Ze waren één en al oor en ze zagen weer mogelijkheden voor de toekomst. Bovendien, voor het eerst sinds jaren, kon Deming zijn verhaal kwijt. En hoe! Hij had de volledige aandacht van de hele top. Zonder uitzondering. Iets wat hem in zijn eigen land maar niet lukte. Er ontstond een bijzondere en succesvolle relatie tussen Deming en Japan, die de wereld zou veranderen en die tot op de dag van vandaag is te herkennen in de Japanse onderscheiding voor kwaliteitsmanagement: De Deming Prize.

Continue verbeteren

De Japanners hadden weinig bedenktijd nodig en Deming begon aan zijn tour door het land. In enkele jaren hield hij vele lezingen en organiseerde hij trainingen door het hele land. Duizenden en duizenden managers werden getraind in zijn kwaliteitstheorieën. Eerst de presidenten, daarna de topmanagers en vervolgens de rest van de managementlagen.

Zijn lezingen gingen over de rol en de verantwoordelijkheden van het management, over natuurlijke oorzaken van variatie en bijzondere oorzaken van variatie, over zingeving, motivatie en vooral over het wegnemen van non-kwaliteit. Japan was begonnen aan een wedstrijd, die de wereld op haar grondvesten zou doen trillen. Tot op de dag van vandaag. Bedenk hoe bijzonder het is dat zo’n klein land dominant meespeelt als economische wereldspeler. De reden: ze passen kwaliteitsmanagement toe zoals het is bedoeld en dat heeft weinig te maken met een ISO 9001 certificaat.
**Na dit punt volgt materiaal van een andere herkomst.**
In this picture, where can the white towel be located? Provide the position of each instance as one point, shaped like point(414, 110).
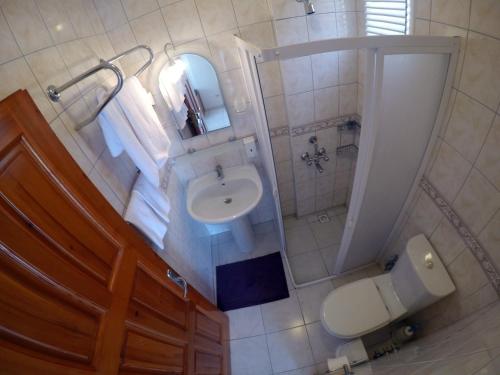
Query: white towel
point(119, 136)
point(109, 116)
point(172, 85)
point(148, 210)
point(140, 214)
point(135, 103)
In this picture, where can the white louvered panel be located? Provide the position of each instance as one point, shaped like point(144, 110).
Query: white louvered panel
point(386, 17)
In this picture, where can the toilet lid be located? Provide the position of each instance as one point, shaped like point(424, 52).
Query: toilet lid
point(354, 309)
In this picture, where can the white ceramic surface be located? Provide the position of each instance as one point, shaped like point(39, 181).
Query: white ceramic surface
point(214, 201)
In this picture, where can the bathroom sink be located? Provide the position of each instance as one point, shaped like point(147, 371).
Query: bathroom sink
point(215, 201)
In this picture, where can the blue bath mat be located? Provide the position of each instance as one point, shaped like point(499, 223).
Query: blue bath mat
point(251, 282)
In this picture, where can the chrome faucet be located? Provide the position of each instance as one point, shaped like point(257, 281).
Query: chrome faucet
point(319, 154)
point(219, 171)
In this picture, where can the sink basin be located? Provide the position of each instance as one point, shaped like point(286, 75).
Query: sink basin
point(214, 201)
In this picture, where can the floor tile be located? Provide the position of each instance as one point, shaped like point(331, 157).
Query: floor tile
point(370, 271)
point(246, 322)
point(290, 349)
point(250, 356)
point(299, 240)
point(292, 222)
point(282, 314)
point(328, 233)
point(228, 252)
point(308, 267)
point(311, 299)
point(323, 344)
point(266, 243)
point(309, 370)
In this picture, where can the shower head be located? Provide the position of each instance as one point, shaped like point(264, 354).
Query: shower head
point(308, 6)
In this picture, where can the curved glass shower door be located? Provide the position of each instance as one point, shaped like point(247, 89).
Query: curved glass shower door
point(342, 181)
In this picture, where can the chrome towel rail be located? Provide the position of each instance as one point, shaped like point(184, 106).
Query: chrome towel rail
point(54, 92)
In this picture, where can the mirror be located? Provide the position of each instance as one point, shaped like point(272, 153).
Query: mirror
point(191, 89)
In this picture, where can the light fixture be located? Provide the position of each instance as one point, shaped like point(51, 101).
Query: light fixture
point(308, 6)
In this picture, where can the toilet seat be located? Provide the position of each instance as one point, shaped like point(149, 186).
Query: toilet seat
point(354, 309)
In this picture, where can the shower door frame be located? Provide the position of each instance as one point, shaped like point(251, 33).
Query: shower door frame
point(376, 47)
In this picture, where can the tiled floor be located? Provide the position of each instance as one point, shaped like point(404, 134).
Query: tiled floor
point(312, 245)
point(282, 337)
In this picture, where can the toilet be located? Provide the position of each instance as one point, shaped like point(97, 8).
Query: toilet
point(418, 280)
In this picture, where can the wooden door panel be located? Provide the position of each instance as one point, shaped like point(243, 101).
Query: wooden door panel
point(44, 323)
point(154, 294)
point(157, 327)
point(207, 363)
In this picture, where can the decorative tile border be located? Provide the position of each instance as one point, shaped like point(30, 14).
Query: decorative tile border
point(464, 232)
point(312, 127)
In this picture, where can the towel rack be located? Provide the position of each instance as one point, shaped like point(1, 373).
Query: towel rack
point(54, 92)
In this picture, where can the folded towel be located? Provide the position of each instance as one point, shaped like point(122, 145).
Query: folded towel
point(109, 116)
point(120, 136)
point(143, 217)
point(153, 196)
point(135, 103)
point(172, 85)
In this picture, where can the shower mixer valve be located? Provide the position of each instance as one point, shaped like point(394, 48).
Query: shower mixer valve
point(319, 154)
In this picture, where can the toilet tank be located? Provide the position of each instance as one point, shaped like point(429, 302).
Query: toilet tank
point(419, 277)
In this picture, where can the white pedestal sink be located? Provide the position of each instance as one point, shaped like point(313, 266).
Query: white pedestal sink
point(228, 200)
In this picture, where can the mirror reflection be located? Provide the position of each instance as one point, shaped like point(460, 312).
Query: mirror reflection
point(191, 89)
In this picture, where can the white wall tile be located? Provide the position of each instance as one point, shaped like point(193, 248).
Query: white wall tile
point(477, 201)
point(325, 69)
point(137, 8)
point(183, 22)
point(27, 25)
point(297, 75)
point(111, 13)
point(326, 103)
point(469, 124)
point(216, 15)
point(452, 12)
point(291, 31)
point(300, 109)
point(248, 13)
point(488, 161)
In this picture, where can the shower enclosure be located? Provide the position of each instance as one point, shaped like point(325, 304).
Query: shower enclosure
point(345, 165)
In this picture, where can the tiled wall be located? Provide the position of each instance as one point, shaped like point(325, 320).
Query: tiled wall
point(465, 169)
point(469, 347)
point(301, 91)
point(190, 242)
point(230, 154)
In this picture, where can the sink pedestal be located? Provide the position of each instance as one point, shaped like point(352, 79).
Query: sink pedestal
point(243, 233)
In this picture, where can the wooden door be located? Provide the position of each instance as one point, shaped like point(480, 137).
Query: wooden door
point(80, 291)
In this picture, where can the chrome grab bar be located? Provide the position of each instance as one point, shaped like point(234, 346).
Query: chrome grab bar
point(54, 92)
point(176, 278)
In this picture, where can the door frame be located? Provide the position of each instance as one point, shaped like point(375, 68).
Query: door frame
point(376, 47)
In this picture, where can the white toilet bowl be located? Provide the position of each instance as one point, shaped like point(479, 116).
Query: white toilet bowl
point(363, 306)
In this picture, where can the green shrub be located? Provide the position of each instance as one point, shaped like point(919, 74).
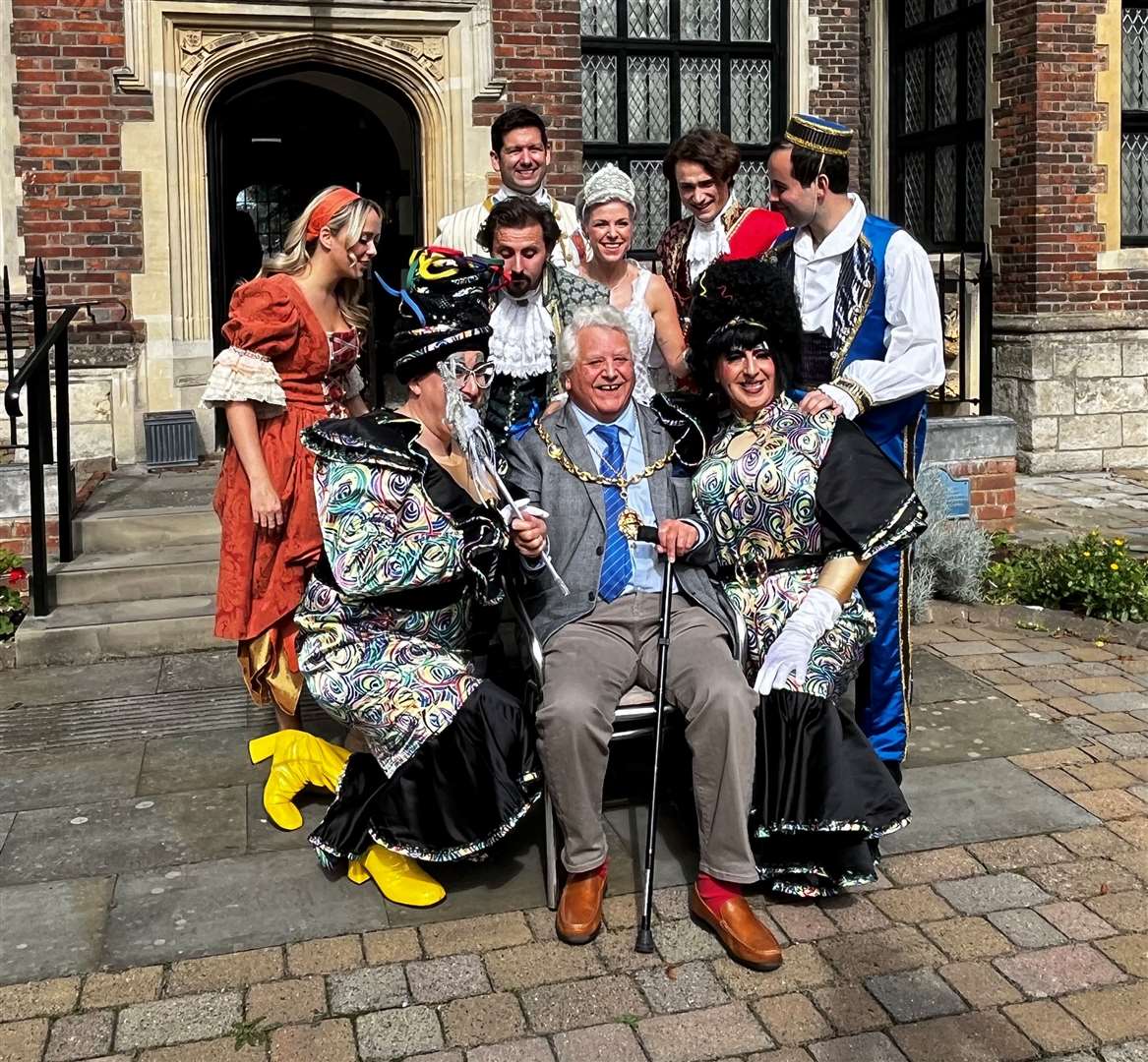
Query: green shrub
point(12, 605)
point(1093, 575)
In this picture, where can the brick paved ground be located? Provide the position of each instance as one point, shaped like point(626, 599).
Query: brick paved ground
point(1033, 946)
point(1065, 504)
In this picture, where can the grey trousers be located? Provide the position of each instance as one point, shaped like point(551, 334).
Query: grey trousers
point(589, 664)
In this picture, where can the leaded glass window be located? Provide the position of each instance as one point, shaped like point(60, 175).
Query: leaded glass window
point(1134, 127)
point(938, 106)
point(652, 69)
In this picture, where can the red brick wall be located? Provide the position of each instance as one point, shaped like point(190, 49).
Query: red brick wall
point(1049, 237)
point(537, 53)
point(992, 487)
point(837, 55)
point(82, 210)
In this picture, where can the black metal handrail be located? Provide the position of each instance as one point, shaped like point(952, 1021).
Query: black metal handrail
point(974, 346)
point(35, 375)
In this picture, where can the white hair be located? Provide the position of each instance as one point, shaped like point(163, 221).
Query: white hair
point(591, 317)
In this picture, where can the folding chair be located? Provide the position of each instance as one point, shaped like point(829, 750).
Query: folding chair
point(633, 718)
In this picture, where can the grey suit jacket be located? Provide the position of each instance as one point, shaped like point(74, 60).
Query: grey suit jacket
point(577, 520)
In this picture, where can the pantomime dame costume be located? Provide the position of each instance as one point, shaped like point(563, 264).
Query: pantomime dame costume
point(873, 343)
point(789, 496)
point(391, 618)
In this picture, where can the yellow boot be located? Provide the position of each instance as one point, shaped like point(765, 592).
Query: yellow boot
point(301, 759)
point(399, 879)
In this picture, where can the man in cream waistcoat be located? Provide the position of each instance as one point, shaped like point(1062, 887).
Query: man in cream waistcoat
point(520, 152)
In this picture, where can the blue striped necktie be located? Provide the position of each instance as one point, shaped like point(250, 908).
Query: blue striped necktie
point(617, 566)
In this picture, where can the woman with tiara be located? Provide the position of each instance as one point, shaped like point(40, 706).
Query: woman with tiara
point(607, 210)
point(294, 335)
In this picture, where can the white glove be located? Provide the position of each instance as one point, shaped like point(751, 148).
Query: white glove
point(526, 507)
point(793, 646)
Aankoopbesluiten op basis van nieuwe criteria

Soms worden dromen werkelijkheid, maar voor de Amerikanen werd het een nachtmerrie. Het bleek een boze droom en koninkrijken als Ford Company en General Motors zagen enorme hoeveelheden geld wegstromen en kwamen in heel zwaar weer. Hun bestaansrecht stond zelfs ter discussie. Welke toegevoegde waarde hadden ze nog als de Amerikaanse consumenten Japanse auto’s gingen kopen? Producten die goedkoper waren en ook van betere kwaliteit!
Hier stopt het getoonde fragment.